Speaking of the South's "traditions," Jefferson Davis boasted, "It [slavery] was established by decree of Almighty God...it is sanctioned in the Bible, in both Testaments, from Genesis to Revelation...it has existed in all ages, has been found among the people of the highest civilization, and in nations of the highest proficiency in the arts...Let the gentleman go to Revelation to learn the decree of God - let him go to the Bible...I said that slavery was sanctioned in the Bible, authorized, regulated, and recognized from Genesis to Revelation...Slavery existed then in the earliest ages, and among the chosen people of God; and in Revelation we are told that it shall exist till the end of time shall come. You find it in the Old and New Testaments - in the prophecies, psalms, and the epistles of Paul; you find it recognized, sanctioned everywhere.". [Jefferson Davis, Vol. 1, by Dunbar Rowland, pp. 286 & 316-317.] Davis' defenses of slavery are legion, as in his speech to Congress in 1848, "If slavery be a sin, it is not yours. It does not rest on your action for its origin, on your consent for its existence. It is a common law right to property in the service of man; its origin was Divine decree."

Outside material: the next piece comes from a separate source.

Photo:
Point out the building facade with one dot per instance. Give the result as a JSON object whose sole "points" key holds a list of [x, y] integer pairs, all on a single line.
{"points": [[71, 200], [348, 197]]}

After 1856, Davis reiterated in most of his public speeches that he was "tired" of apologies for "our institution." "African slavery, as it exists in the United States, is a moral, a social, and a political blessing.".[Dodd, pp. 107, 154, 168. ] Or, as Davis reiterated after being elected President of the Confederacy, "My own convictions as to negro slavery are strong. It has its evils and abuses...We recognize the negro as God and God's Book and God's Laws, in nature, tell us to recognize him - our inferior, fitted expressly for servitude...You cannot transform the negro into anything one-tenth as useful or as good as what slavery enables them to be."
[. Kenneth C. Davis, Don't Know Much About the Civil War: Everything You Need to Know About America's Greatest Conflict But Never Learned (New York: Avon Books, 1996), p. 156.]